Using phylogenetics to infer HIV-1 transmission direction between known transmission pairs

Abstract

Inferring the transmission direction between linked individuals living with HIV provides unparalleled power to understand the epidemiology that determines transmission. Phylogenetic ancestral-state reconstruction approaches infer the transmission direction by identifying the individual in whom the most recent common ancestor of the virus populations originated. While these methods vary in accuracy, it is unclear why. To evaluate the performance of phylogenetic ancestral-state reconstruction to determine the transmission direction of HIV-1 infection, we inferred the transmission direction for 112 transmission pairs where transmission direction and detailed additional information were available. We then fit a statistical model to evaluate the extent to which epidemiological, sampling, genetic, and phylogenetic factors influenced the outcome of the inference. Finally, we repeated the analysis under real-life conditions with only routinely available data. We found that whether ancestral-state reconstruction correctly infers the transmission direction depends principally on the phylogeny's topology. For example, under real-life conditions, the probability of identifying the correct transmission direction increases from 32%-when a monophyletic-monophyletic or paraphyletic-polyphyletic tree topology is observed and when the tip closest to the root does not agree with the state at the root-to 93% when a paraphyletic-monophyletic topology is observed and when the tip closest to the root agrees with the root state. Our results suggest that documenting larger differences in relative intrahost diversity increases our confidence in the transmission direction inference of linked pairs for population-level studies of HIV. These findings provide a practical starting point to determine our confidence in transmission direction inference from ancestral-state reconstruction.

Keywords: HIV-1 epidemiology; Lasso regression; ancestral-state reconstruction; phylogenetic tree topology; who acquires infection from whom.

Fig. 1.

Phylogenetic covariates. Illustration of the different metrics that are used to define the covariates from the phylogenetic information class. The topology classes are PP, PM, and MM. The identity of the most basal tip is the individual with the tip that minimizes the number of internal nodes along the paths between the root and the tips (the alternative definition for inside the square corresponds to the agreement of the individual with the most basal tip with the individual with the higher probability at the root). The minimum root to tip distance is the shortest path from the root to the tips of an individual (calculated for each partner). Phylogenetic diversity indicates using the unique evolutionary history measure that is the sum of the branch lengths that are not shared across the subtree of an individual and that give rise to every single tip of the individual (calculated for each partner), as described in the documentation of the R package Caper (31). The shortest patristic distance is the shortest path connecting a tip from both individuals.

Fig. 2.

Ancestral-state reconstruction. The probability for each transmission pair, i, that the transmitting partner is correctly identified using ML ancestral-state reconstruction. Observations are colored by the topology class. Observations with p_i > 0.5, p_i > 0.6, and p_i > 0.95 indicate that the inferred transmission direction was consistent with the known transmission history for the binary model, the ordinal model with relaxed threshold, and the ordinal model with conservative threshold, respectively.
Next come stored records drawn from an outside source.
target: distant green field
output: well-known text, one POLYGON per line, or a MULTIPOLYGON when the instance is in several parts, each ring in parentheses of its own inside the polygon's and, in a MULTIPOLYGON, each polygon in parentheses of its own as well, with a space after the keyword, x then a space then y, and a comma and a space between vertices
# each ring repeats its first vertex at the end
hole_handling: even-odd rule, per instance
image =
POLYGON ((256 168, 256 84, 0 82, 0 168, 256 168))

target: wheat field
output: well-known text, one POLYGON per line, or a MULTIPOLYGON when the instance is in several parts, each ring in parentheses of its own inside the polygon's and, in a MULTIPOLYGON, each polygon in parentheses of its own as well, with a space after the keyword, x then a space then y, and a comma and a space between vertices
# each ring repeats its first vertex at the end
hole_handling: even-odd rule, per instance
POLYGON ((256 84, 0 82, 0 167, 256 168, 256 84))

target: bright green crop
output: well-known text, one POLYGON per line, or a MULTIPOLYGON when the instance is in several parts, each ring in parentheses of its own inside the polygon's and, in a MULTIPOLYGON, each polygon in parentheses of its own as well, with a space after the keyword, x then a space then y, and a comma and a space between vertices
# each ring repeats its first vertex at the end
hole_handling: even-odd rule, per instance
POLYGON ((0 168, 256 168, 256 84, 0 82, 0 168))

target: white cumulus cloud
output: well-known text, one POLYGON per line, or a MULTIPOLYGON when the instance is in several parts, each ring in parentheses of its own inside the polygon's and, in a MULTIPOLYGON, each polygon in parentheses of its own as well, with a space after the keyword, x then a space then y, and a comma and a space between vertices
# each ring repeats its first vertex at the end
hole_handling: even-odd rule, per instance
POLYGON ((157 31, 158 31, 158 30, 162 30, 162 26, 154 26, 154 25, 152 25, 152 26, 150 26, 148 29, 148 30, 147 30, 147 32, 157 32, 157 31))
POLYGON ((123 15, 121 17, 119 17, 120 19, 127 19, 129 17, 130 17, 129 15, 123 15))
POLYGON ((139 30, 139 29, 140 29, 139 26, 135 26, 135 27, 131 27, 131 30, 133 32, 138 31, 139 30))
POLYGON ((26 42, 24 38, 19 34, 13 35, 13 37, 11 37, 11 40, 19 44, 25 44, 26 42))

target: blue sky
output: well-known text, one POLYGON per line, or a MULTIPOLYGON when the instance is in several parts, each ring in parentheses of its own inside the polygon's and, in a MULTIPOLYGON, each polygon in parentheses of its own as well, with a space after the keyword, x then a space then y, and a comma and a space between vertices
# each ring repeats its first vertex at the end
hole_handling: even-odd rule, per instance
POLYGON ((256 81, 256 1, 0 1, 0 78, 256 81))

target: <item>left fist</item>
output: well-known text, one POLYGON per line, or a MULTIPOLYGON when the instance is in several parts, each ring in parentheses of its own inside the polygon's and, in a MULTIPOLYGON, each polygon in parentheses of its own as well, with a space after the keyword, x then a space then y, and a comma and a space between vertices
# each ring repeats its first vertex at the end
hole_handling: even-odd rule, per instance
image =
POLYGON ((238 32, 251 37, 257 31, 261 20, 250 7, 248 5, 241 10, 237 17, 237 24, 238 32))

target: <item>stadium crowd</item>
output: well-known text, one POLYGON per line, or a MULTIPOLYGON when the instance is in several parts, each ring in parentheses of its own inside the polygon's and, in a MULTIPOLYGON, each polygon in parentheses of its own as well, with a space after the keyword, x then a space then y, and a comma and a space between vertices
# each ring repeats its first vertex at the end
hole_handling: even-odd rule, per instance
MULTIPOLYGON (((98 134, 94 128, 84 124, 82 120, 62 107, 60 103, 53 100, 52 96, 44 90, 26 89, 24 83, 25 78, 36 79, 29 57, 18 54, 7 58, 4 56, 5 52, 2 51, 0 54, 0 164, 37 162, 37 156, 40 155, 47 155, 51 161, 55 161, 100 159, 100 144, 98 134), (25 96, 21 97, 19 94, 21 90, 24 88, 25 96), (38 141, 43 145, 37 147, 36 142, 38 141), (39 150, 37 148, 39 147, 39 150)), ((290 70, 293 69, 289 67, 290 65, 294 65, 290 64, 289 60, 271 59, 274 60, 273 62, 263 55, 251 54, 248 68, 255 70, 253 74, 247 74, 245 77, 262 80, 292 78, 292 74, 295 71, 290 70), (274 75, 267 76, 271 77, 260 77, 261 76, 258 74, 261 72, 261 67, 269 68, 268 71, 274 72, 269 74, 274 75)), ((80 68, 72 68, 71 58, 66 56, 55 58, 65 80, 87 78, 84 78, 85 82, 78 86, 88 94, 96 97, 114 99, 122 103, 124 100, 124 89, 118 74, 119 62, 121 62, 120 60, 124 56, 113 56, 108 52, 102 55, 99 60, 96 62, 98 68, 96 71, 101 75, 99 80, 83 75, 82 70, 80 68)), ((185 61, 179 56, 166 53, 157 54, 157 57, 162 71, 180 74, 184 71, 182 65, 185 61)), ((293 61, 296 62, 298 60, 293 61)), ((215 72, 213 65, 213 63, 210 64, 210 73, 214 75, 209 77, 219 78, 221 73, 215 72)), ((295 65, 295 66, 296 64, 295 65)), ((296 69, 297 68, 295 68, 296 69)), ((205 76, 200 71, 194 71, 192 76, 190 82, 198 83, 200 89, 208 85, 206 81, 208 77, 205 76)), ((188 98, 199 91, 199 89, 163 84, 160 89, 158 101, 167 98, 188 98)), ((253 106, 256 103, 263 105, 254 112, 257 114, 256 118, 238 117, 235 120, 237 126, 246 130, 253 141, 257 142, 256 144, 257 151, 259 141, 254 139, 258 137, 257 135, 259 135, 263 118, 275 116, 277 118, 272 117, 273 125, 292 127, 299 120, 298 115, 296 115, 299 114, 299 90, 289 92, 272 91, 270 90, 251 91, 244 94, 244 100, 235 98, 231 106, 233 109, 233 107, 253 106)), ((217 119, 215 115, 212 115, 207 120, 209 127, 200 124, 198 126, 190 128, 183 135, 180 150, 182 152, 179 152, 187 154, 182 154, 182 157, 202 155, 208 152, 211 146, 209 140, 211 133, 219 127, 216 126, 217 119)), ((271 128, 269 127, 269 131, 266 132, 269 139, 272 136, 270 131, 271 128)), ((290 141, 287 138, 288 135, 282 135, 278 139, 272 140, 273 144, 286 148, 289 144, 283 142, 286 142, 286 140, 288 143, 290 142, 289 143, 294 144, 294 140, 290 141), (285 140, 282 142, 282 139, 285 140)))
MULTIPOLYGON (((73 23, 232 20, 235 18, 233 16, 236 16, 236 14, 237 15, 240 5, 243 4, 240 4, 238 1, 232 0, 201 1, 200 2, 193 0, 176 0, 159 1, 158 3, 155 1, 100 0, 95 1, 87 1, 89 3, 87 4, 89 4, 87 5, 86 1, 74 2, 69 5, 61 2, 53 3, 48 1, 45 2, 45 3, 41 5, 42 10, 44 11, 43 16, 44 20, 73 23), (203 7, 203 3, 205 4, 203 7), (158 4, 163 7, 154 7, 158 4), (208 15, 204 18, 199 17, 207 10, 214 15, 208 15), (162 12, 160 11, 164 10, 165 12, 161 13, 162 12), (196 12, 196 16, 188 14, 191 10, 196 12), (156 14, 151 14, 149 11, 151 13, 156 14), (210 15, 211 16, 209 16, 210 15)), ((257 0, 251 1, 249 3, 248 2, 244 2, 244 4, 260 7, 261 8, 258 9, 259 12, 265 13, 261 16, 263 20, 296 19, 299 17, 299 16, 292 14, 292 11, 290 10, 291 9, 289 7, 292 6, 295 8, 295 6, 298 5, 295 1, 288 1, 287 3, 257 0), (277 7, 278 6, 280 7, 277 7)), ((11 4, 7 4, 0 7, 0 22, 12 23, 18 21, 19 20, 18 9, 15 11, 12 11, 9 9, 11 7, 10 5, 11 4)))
For the ordinal models, the outcome can be equivocal (0.4 < p_i < 0.6 for the relaxed threshold, 0.05 < p_i < 0.95 for the conservative threshold). The outcome is inconsistent if not consistent or equivocal.

Fig. 3.

Model results. (A) AUC and 95% CIs of the models. The model name indicates the information’s class included in the model (i.e., epidemiological, genetic, sample, or phylogenetic). The size of each circle shows the number of covariates in the model after Lasso regression. The green color underscores the high-ranked models with equivalent discriminatory power. (B) The subset of covariates included in each model after Lasso regression colored by information class. The number of covariates in boxes from B corresponds to the size of the model in A. The green-colored boxes underscore high-ranked models with equivalent discriminatory power. The thick green box indicates the best-fit model. Gray-colored boxes emphasize models for which variable selection returned either a null model or a model without covariates from all the classes. (C and D) The same as in A and B but using only covariates that are routinely available and where the definition of the covariates did not consider the known direction of transmission. *Three covariates excluded in C and D.

Fig. 4.

The probability that the inferred transmission direction is correct. (A) One-way sensitivity analysis for the binary model (consistent or inconsistent) best-fit model P, where a single covariate is fixed and all other covariates are varied over their ranges as observed in the data. (B) Multiway analysis with the same model in A, but each covariate value combination is plotted separately. (C and D) The same as A and B, respectively, but corresponding to the ordinal (consistent, inconsistent, equivocal with relaxed threshold) best-fit model SP.